Vous avez une approche évolutionniste pour expliquer la responsabilité humaine de la crise environnementale. Que s’est-il passé dans le cerveau d’Homo sapiens ?

Sébastien Bohler : Le cerveau des vertébrés et des mammifères possède des structures cérébrales profondes, dont le système de récompense est, en son centre, le striatum. Cette structure nerveuse est responsable de cinq motivations de base encore à l’œuvre aujourd’hui chez l’être humain : manger, se reproduire, acquérir du statut social, minimiser ses efforts et glaner de l’information. Elle incite les êtres vivants à accomplir ces comportements, garants de leur survie, sans limite fixée a priori, en leur donnant du plaisir sous forme d’une molécule, la dopamine. Les humains sont arrivés sur la scène de l’évolution en héritant de ces motivations de base.

Il y a quelque trois cent mille ans, l’émergence d’Homo sapiens est liée à l’expansion du cortex cérébral, qui nous confère le pouvoir d’abstraction, de langage, de planification, de coopération. Cette partie du cerveau est alors au cœur d’une foule d’inventions qui vont être tournées vers la satisfaction des désirs de base du striatum. Par exemple, l’ingéniosité du cortex cérébral favorise la fabrication d’outils qui permettent de se procurer de la nourriture de façon plus maîtrisée et efficace. Suivront, au néolithique, la culture des semences, l’élevage, la rationalisation des sols, les premières agglomérations. La production d’alimentation ne cessera d’augmenter jusqu’à l’agriculture industrielle. Aujourd’hui, nous continuons à produire de plus en plus de nourriture, de plus en plus riche, pour cette partie fondamentale de notre cerveau, qui n’est pas programmée pour s’autolimiter. La suralimentation, l’obésité, le surpoids et l’émission d’un quart des gaz à effet de serre sont dus à l’absence de limite dans la satisfaction de nos besoins alimentaires.

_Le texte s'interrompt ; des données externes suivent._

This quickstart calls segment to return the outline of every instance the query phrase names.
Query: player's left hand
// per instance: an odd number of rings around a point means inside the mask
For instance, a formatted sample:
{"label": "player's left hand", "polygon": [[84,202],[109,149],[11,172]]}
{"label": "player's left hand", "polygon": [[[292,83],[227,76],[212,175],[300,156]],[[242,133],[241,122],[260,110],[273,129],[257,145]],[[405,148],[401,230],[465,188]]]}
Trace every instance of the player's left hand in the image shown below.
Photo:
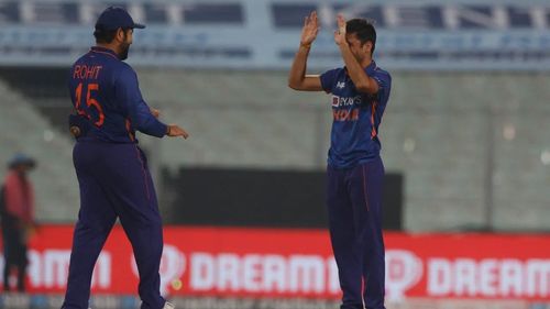
{"label": "player's left hand", "polygon": [[151,110],[151,113],[155,117],[158,118],[161,115],[161,111],[154,108],[148,108]]}
{"label": "player's left hand", "polygon": [[338,23],[338,30],[334,31],[334,42],[337,45],[346,44],[345,41],[345,19],[343,18],[342,14],[338,14],[337,18],[337,23]]}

Thierry Ripoll : L’objectif de croissance est inhérent au vivant. Prenons le cas d’une espèce invasive introduite dans une île dénuée des prédateurs avec lesquels elle aurait coévolué. Cette espèce va croître jusqu’à atteindre les limites de l’écosystème dans lequel elle s’est installée. Parfois jusqu’au point de le détruire et se mettre elle-même en danger – en général, elle atteint un plafond puis décroît jusqu’à se stabiliser, non sans avoir fait disparaître les espèces endémiques. Nous, les humains, sommes une espèce invasive d’une grande île qui s’appelle la Terre. Or, l’évolution qui nous a aussi programmés pour croître est aveugle : elle ignore la finitude de la planète. D’où cette aporie : croître indéfiniment dans un monde fini. Heureusement, nous avons des connaissances et une conscience de ces limites. Nous sommes ainsi soumis à deux tensions contradictoires : celle issue de forces évolutives archaïques nous incitant à croître et celle issue de la partie la plus évoluée de notre cerveau nous enjoignant de prendre en compte les limites de la planète. Notre avenir sur Terre dépendra de l’issue de ce conflit.

Alors que les humains sont de plus en plus conscients de la crise planétaire, pourquoi résistent-ils globalement à l’idée d’un changement de comportement ?

T. R. : Permettez-moi un exemple personnel. Conscient que je prends ma douche trois minutes de plus que nécessaire tous les jours, j’en ai calculé l’impact à l’échelle de l’humanité : plusieurs supertankers d’eau et 1,3 supertanker de pétrole – 400 000 tonnes – par jour pour chauffer l’eau si tous les humains faisaient comme moi. Pourtant, je suis très conscient du problème environnemental et je connais les processus neurocognitifs qui en sont la cause. C’est dire la force des déterminismes cognitifs et sociaux qui font que je ne résiste pas à ces trois minutes de plaisir.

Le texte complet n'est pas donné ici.